Un éclat de rire universel ne manquerait pas d’accueillir celui qui voudrait la traiter scientifiquement, tant la génération actuelle est habituée à considérer tout cela comme des contes de bonne femme, dont ne s’effrayent plus même les enfants, et il est dur de répondre ainsi par une fin de non-recevoir absolue à l’histoire tout entière, car il ne faut pas se le dissimuler, tous les peuples et tous les siècles croyaient à ces communications d’outre tombe.

Les anciens païens avaient leurs apparitions, tout comme le Moyen Âge catholique, il y a plus : le culte païen tout entier repose sur ces manifestations extraordinaires, et nous voyons, par les anathèmes de la Bible, et par les histoires anciennes, que l’évocation des morts, le culte des mânes fut le grand péché de l’antiquité.

Laissons de côté les Assyriens, les Égyptiens et les Grecs, malgré les témoignages que nous fournissent les ruines de Ninive et de Memphis, voyons ce qui se passait chaque année, chez les Romains : on sait que les Lemuries ou fêtes expiatrices en l’honneur des morts y étaient célébrées religieusement chaque année.

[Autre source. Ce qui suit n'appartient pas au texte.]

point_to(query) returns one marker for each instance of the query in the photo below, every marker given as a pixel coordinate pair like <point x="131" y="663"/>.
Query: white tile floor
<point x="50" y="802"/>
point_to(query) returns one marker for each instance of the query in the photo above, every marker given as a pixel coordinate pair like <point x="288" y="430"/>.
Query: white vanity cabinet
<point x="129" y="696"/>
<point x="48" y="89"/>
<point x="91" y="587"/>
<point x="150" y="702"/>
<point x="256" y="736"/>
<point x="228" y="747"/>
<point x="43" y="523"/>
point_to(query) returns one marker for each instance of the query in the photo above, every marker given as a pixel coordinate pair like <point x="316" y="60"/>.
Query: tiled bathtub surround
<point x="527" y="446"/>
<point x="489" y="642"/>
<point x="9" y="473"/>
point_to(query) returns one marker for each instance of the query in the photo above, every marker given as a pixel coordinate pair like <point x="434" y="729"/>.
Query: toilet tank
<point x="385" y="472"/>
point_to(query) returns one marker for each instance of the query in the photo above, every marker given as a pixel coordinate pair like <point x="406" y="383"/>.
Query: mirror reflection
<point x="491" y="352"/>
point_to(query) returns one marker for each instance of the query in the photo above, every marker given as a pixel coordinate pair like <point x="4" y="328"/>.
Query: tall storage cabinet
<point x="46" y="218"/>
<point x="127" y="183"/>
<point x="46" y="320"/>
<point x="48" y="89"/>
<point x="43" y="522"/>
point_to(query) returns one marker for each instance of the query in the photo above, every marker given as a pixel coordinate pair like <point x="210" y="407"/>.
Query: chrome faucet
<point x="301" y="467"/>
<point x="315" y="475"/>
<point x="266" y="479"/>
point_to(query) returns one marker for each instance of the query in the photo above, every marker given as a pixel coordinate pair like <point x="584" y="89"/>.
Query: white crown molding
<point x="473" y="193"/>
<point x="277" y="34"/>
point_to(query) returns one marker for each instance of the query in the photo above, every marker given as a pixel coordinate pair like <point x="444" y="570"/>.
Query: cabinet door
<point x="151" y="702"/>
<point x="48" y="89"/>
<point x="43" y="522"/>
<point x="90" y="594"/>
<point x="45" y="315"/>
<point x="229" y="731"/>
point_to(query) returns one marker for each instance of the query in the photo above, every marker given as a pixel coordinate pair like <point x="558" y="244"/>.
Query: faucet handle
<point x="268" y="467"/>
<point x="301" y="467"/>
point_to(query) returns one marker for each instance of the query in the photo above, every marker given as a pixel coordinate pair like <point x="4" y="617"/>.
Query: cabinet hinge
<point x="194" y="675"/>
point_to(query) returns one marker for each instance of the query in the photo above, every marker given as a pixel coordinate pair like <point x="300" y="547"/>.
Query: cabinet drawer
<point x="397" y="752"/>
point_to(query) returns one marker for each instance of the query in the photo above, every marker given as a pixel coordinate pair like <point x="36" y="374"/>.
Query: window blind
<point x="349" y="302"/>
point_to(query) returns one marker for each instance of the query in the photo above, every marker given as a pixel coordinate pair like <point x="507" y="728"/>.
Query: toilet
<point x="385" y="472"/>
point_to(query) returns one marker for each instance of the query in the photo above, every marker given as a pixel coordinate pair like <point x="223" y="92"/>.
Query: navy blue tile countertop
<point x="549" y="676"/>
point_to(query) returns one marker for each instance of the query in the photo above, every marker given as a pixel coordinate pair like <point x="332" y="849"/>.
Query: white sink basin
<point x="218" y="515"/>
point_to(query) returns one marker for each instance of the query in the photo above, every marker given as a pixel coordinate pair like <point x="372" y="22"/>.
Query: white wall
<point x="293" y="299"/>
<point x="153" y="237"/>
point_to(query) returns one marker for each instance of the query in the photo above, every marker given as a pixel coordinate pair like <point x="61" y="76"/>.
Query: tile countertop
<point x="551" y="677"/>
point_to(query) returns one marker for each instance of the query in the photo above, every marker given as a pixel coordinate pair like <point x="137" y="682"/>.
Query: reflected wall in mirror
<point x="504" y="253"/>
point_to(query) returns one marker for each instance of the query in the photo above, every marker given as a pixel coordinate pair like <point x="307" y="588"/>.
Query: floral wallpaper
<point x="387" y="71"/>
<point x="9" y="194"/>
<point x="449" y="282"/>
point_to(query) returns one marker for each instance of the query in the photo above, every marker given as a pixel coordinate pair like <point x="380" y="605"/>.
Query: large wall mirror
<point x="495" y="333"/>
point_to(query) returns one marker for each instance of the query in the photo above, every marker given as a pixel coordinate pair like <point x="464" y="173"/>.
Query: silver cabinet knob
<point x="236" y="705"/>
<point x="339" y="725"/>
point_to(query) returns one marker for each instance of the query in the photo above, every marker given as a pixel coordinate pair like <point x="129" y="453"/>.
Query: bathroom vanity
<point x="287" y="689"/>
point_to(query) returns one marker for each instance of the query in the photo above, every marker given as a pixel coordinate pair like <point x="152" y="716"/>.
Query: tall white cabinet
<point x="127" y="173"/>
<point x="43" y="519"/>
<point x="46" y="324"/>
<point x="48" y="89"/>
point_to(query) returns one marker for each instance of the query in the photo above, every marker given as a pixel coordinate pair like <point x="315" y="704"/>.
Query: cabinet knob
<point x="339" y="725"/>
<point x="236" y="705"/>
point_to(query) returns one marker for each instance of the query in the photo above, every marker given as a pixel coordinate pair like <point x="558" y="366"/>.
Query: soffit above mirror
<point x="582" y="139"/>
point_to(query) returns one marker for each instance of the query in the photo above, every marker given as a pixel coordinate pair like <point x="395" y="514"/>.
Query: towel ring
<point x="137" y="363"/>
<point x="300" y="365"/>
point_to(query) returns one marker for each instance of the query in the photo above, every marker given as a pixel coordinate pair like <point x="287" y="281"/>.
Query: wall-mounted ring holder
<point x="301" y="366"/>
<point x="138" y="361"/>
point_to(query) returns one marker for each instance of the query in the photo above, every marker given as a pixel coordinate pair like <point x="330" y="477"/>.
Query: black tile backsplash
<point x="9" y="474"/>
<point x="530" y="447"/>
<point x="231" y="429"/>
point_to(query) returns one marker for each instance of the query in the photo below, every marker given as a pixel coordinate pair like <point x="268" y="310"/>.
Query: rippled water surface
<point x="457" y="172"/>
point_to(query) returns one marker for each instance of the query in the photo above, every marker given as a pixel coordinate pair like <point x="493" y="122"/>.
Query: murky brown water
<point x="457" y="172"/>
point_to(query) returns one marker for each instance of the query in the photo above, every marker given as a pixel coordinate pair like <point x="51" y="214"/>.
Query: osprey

Au jour marqué, le Souverain Pontife se rendait processionnellement auprès du gouffre Manal, situé au milieu du champ de Mars, à ce cri sinistre Mundus patet, les morts sortaient en foule du sein de la terre, leurs parents, leurs amis allaient au-devant d’eux, on les conduisait dans les maisons, où un festin était préparé en leur honneur.

La fête finie, on les reconduisait à leur sombre séjour, Or ces rites lugubres existent chez tous les peuples non chrétiens, au XVIe siècle, saint François Xavier les retrouve, identiquement les mêmes, chez les Japonais, et de nos jours, dans ce grand empire chinois, qui couvre un quart du globe, nos missionnaires nous apprennent que les choses se passent encore de même, et que l’évocation des morts, le culte des ancêtres forme à peu près toute la religion de ce peuple extraordinaire.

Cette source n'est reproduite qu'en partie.